Book Review: Urban Poverty in America, Alex Kotlowitz’s “There Are No Children Here”
It would seem hard to imagine a place where children attend more funerals than weddings. A place where a mother—almost certain her children would not reach adulthood—pays $80 a month for burial insurance, even though they have barely reached adolescence. But this is the case for Lafayette and Pharaoh Rivers, their mother LaJoe and almost everyone else in their family. Alex Kotlowitz’s “There Are No Children Here” details two years in the lives of the Rivers boys, humanizing the problem of urban poverty by portraying its most helpless victims—the children who are forced to live in it.
Long before Hurricane Katrina had U.S. politicians decrying the problem of urban poverty and lamenting about “Two Americas,” Alex Kotlowitz wrote about Lafayette and Pharaoh Rivers, two brothers living in the Henry Horner housing project on Chicago’s West Side. Kotlowitz first met the two boys in the summer of 1985, when he was writing the text for a friend’s photo essay on children living in poverty. Kotlowitz returned to Horner two years later to write on a similar topic for the Wall Street Journal. It was then he asked LaJoe, the boys’ mother, to chronicle the lives of her sons.
With his meticulous reporting and apparent empathy, Kotlowitz portrays the struggles of 12-year-old Lafayette and his 9-year-old brother, Pharaoh. The boys live in an apartment with cinder block walls, a tub with a perpetually leaky faucet, and a bathroom toilet whose putrid smells may be the result of at-home abortions performed by the previous tenants. Shootings, between rival gangs and by the police, are part of the reality for Lafayette and Pharaoh. Throughout the book, the boys lose friends and family to gun violence, drugs and prison.
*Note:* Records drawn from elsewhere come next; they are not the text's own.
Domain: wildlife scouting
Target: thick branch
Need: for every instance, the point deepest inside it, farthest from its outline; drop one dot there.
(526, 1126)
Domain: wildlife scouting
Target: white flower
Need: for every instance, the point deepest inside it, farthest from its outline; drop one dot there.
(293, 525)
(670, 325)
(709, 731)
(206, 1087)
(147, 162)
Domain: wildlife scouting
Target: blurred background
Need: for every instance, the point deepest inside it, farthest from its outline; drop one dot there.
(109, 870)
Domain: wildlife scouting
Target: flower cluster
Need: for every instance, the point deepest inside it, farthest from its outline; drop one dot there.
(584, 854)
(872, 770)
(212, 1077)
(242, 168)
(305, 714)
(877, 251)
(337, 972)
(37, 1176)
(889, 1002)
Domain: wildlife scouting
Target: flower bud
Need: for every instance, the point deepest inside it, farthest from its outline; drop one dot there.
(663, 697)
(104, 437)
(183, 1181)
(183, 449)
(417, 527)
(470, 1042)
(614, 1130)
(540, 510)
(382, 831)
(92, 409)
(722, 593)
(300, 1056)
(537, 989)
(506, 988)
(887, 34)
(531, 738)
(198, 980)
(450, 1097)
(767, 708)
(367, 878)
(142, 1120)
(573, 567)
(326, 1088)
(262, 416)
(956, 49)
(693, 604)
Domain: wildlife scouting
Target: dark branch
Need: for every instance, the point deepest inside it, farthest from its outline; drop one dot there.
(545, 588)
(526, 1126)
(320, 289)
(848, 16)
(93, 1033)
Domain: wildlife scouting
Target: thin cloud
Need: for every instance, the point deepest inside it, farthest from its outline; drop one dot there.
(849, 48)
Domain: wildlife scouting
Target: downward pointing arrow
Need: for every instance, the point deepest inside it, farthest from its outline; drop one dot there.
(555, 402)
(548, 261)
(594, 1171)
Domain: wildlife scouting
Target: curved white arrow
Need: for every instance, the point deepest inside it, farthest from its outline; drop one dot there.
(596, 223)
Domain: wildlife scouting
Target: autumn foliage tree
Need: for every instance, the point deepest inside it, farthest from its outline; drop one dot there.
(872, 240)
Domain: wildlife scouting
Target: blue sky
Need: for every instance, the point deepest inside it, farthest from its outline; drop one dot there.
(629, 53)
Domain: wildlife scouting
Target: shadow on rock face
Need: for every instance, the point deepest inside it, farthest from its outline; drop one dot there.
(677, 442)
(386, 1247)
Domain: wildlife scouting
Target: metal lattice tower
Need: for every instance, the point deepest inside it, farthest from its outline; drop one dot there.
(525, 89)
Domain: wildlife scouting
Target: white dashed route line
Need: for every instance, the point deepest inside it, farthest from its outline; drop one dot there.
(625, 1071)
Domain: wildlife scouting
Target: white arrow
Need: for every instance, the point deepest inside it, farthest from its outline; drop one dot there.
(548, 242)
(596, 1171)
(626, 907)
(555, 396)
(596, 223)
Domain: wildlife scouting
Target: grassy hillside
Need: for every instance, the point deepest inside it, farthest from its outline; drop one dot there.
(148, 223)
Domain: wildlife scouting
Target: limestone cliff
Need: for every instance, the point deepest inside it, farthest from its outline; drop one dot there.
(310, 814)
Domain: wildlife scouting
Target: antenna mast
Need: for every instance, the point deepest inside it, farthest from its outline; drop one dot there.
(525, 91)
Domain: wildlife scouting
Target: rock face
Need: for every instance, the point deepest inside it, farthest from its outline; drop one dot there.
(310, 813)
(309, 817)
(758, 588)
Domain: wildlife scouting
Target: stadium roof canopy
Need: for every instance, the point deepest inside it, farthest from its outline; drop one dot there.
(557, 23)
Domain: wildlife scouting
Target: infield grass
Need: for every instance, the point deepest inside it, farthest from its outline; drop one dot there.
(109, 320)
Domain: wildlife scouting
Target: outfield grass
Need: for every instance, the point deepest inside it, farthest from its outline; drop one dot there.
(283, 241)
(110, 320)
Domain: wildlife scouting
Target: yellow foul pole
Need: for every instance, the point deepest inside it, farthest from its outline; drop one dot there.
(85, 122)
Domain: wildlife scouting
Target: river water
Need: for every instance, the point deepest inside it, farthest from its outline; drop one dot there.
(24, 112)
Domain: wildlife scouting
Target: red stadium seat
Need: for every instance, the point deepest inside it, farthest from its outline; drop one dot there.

Despite the depression that surrounds them, Lafayette and Pharaoh maintain some of their innocence. They play on railroad tracks and believe they’ll find leprechauns and a pot of gold after they see a rainbow. Though the boys know many people who go to prison, during a school spelling bee Pharaoh is unable to spell the word cellblock, an irony that shows he is still a child and can’t fully comprehend what could await him in the future.
Kotlowitz does a stellar job of linking the problems in Horner to bad public policy and neglect by Chicago city officials. The Chicago Housing Authority had lost control of its housing complexes to street gangs and seemed to have long forgotten about its residents or improving their living conditions. Some of the police responded to violence in Horner and other projects by treating many of the residents like possible criminals. As Kotlowitz puts it, “white opposition on the Chicago City Council gummed up most efforts by the administration to do much of anything” to change the city’s public housing.
Throughout the book, it becomes apparent Kotlowitz may have become too involved in the lives of his subjects. He doesn’t impose the same standard of accountability on the residents of public housing or examine why they made certain choices, sometimes even pardoning their mistakes as the inevitable consequences of being black and poor. While some kids did get lost to the neighborhood, as Kotlowitz says, one has to wonder where LaJoe Rivers was when Lafayette and Pharaoh were out late at night watching cars at the Chicago Bears Stadium. Why did LaJoe allow her grown daughter, her three children, her daughter’s boyfriend and his brother, none of whom paid bills, to move into her already cramped apartment? No one is blaming her and other Horner residents for living in poverty, but it seemed as though they were resigned to their fate.
“There Are No Children Here” is timeless in its portrayal of urban poverty. Chicago’s Plan for Transformation has changed Henry Horner into mixed-income, low-rise housing, but that change may be more structural than substantive. Many of the problems that plagued Lafayette and Pharaoh still exist today. No one has created a solution to dealing with persistent poverty in this country, but the answer may start with the children who live in it. Kotlowitz implies it is society’s communal responsibility to give these kids a fighting chance. Educating them and giving them the same opportunities as middle class kids in the suburbs is a starting point. Unlike Lafayette, those children don’t have to worry about what they’ll become if they grow up. For them, as it should be for all children, growing up is never a question of if, but of when.